Let the cylinder $ES$ be described with the circle $\map c {EFGH}$ as its base and with height $NQ$.

We have that the cylinder $AO$ equals the cylinder $EP$.

$AO : ES = EP : ES$
$AO : ES = \map c {ABCD} : \map c {EFGH}$
$EP : ES = MN : QN$
$\map c {ABCD} : \map c {EFGH} = MN : QN$

But:

$QN = KL$

Therefore:

$\map c {ABCD} : \map c {EFGH} = MN : KL$

Therefore in the cylinders $AO$ and $EP$, the bases are reciprocally proportional to their heights.

$\Box$

Let the bases of the cylinders $AO$ and $EP$ be reciprocally proportional to their heights:

$\map c {ABCD} : \map c {EFGH} = MN : KL$

It is to be proved that cylinders $AO$ and $EP$ are equal.
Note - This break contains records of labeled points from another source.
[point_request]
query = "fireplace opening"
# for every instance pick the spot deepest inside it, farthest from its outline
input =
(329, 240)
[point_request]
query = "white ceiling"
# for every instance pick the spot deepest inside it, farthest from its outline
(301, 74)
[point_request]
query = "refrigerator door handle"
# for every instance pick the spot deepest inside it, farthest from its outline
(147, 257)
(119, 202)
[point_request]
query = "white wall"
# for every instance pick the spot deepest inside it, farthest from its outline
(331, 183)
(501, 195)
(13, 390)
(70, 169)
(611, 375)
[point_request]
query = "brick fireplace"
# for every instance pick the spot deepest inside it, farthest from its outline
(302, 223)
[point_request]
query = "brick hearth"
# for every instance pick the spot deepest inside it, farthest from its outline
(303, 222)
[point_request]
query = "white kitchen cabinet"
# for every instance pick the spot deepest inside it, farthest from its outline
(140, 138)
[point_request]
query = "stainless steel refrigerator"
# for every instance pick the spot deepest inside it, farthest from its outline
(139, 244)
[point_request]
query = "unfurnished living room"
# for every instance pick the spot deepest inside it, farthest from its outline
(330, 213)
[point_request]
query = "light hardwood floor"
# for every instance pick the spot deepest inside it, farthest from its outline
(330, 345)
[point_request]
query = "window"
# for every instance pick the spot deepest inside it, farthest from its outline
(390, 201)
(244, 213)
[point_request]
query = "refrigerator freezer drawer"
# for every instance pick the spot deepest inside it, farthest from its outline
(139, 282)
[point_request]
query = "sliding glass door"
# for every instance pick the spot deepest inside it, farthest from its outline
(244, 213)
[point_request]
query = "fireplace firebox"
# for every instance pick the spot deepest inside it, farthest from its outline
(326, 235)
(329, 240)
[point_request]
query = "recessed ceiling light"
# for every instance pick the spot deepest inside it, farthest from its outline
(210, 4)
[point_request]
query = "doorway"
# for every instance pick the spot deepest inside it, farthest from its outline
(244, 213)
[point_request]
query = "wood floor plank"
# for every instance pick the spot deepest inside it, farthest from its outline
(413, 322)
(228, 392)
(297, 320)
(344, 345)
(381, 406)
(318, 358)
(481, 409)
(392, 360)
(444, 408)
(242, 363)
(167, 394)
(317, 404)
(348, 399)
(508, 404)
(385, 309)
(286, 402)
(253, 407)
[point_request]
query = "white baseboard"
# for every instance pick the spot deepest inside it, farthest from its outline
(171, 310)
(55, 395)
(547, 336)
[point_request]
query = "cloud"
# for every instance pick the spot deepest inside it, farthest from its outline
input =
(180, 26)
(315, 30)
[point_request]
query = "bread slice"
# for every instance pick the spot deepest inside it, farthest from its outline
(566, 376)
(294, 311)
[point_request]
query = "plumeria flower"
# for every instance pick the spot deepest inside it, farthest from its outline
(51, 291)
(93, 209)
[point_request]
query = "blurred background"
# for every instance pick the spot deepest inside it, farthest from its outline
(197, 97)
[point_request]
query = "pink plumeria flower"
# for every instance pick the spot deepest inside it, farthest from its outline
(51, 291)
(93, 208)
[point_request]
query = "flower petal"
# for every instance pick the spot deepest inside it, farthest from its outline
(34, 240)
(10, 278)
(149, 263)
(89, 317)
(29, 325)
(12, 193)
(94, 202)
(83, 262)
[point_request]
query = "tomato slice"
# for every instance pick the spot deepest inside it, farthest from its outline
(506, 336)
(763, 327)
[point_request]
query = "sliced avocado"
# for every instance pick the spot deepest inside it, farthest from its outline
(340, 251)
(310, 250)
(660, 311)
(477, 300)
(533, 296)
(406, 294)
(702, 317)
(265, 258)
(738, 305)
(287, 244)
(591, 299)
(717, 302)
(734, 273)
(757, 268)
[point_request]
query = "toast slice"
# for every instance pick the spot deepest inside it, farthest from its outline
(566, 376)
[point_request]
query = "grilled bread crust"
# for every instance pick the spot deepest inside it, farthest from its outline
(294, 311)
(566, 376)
Let $QN$ be cut off from $MN$ equal to $KL$.

Let the cylinder $EP$ be cut by the plane $TUS$ through $Q$ parallel to the planes holding the circles $\map c {EFGH}$ and $\map c {RP}$.

Let the cylinder $ES$ be described with the circle $\map c {EFGH}$ as its base and with height $NQ$.

We have that $KL = QN$.

Thus:

$\map c {ABCD} : \map c {EFGH} = MN : QN$
$\map c {ABCD} : \map c {EFGH} = AO : ES$
$MN : QN = EP : ES$
$AO : ES = EP : ES$
$AO = EP$

$\blacksquare$

## Historical Note

This proof is Proposition $15$ of Book $\text{XII}$ of Euclid's The Elements.